Les éditions Flammarion ont réédité récemment la magnifique biographie de Ludwig Wittgenstein par Ray Monk[2] dont la version française était épuisée depuis plusieurs années. Nous ne saurions trop en recommander la lecture, même si celle-ci peut paraître fastidieuse au premier abord.

Mais pourquoi évoquer cette grande figure de la philosophie dans une lettre consacrée à la musique liturgique ? La phrase placée en introduction ci-dessus donne un élément de réponse. Ludwig Wittgenstein a la réputation d’être un auteur très difficile, mais être musicien permet d’entrer plus aisément dans son œuvre, et oser s’y confronter offre en retour une perception bien plus profonde de la musique.

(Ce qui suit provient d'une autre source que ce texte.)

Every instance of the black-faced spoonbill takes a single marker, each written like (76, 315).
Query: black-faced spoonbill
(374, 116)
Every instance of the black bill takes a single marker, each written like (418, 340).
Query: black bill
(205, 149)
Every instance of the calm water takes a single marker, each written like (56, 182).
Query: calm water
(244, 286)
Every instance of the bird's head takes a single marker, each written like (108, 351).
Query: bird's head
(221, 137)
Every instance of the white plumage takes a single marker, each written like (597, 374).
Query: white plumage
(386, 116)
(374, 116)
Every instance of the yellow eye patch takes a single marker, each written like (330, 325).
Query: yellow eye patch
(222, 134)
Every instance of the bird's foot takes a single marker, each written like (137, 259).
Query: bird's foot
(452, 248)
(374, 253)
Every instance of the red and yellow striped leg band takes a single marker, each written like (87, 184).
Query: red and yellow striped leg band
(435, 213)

Ludwig Wittgenstein (Vienne 1889 – Cambridge 1951) est né dans une famille qui entretenait de nombreuses relations avec le milieu artistique. Son frère Paul est le pianiste qui a perdu sa main droite lors la 1ère Guerre mondiale et qui commanda plusieurs œuvres pour la seule main gauche, parmi lesquelles le célèbre concerto de Maurice Ravel. Ludwig, de son côté, devint l’un des fondateurs de la « philosophie analytique », ainsi nommée car elle entend se baser sur une analyse rigoureuse et logique du langage. Or, la musique est un langage. C’est un langage qui peut rester éphémère si l’on songe à l’improvisation, mais qui peut aussi se transmettre à travers les siècles grâce à la musique écrite.

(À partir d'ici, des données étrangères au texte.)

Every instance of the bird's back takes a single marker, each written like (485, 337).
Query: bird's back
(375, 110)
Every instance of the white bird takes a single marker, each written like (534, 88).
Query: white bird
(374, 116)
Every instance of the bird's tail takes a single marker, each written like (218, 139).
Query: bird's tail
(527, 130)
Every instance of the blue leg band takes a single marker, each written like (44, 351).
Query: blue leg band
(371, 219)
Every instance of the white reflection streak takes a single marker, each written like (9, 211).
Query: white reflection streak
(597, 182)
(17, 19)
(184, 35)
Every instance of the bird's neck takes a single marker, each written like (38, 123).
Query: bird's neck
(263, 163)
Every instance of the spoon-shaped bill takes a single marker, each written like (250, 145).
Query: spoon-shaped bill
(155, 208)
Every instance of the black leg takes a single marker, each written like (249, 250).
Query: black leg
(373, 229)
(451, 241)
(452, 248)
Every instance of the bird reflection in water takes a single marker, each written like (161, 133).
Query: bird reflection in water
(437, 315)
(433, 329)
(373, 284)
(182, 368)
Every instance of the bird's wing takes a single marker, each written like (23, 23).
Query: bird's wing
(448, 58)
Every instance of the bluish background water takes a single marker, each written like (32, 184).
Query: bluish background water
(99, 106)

Sur ce point Wittgenstein écrit : « Le fait de comprendre une proposition est plus proche qu’on ne croirait de la compréhension d’un morceau de musique. Pourquoi doit-on jouer ces mesures exactement de cette façon ? Pourquoi vais-je faire en sorte que l’augmentation ou la diminution de la force et du tempo corresponde exactement à cette image ? – Je pourrais dire : “parce que je sais tout ce que cela signifie”. Mais qu’est-ce que cela signifie ? – Je ne saurais le dire. Pour l’expliquer, je ne peux que transmettre l’image musicale dans l’image d’un autre processus et laisser cette image éclairer l’autre. »[3]

Igor Stravinsky exprime la même remarque de manière différente : « Si scrupuleusement notée que soit une musique, et si bien garantie contre toute équivoque par l’indication des tempi, nuances, liaisons, accentuations, etc., elle contient toujours des éléments secrets qui se refusent à la définition, car la dialectique verbale est impuissante à définir entièrement la dialectique musicale. Ces éléments dépendent donc de l’expérience, de l’intuition, du talent en un mot, de celui qui est appelé à présenter la musique. »[4]

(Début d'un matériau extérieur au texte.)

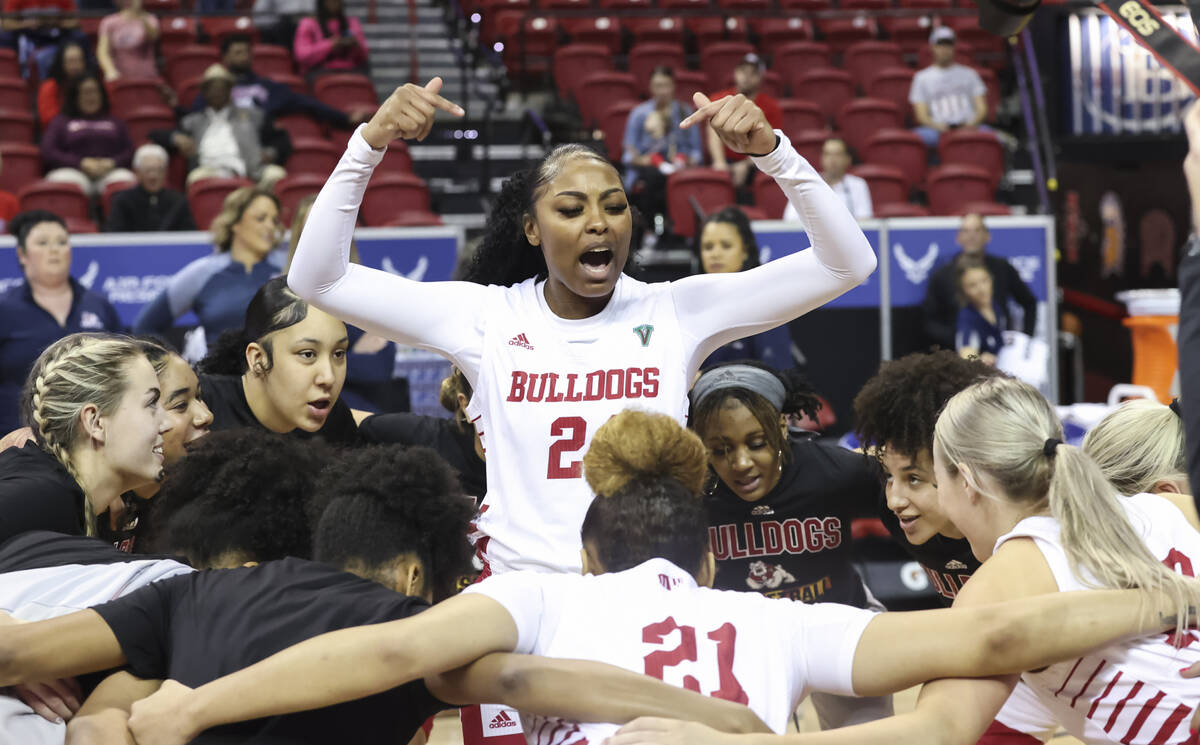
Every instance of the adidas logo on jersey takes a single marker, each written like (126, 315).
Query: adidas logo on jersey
(522, 341)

À l’heure actuelle, des logiciels informatiques sont capables de jouer ce qui est écrit sur une partition bien plus fidèlement que le plus scrupuleux des interprètes. Le résultat en est cependant fort décevant. On entend certes exactement ce qui est marqué sur la partition, mais on n’entend pas de musique : il n’y a aucune vie, aucune passion dans ce qui parvient à nos oreilles humaines. Or, pour être vraiment humaine, une vie a besoin de passion ; elle doit être habitée par de la mystique inexprimable de façon nette et claire, mais qui peut s’épanouir – et laisser s’épanouir l’autre – librement dans un langage artistique et poétique, imparfait peut-être sur un plan scientifique, mais chaleureux, attirant et interpelant.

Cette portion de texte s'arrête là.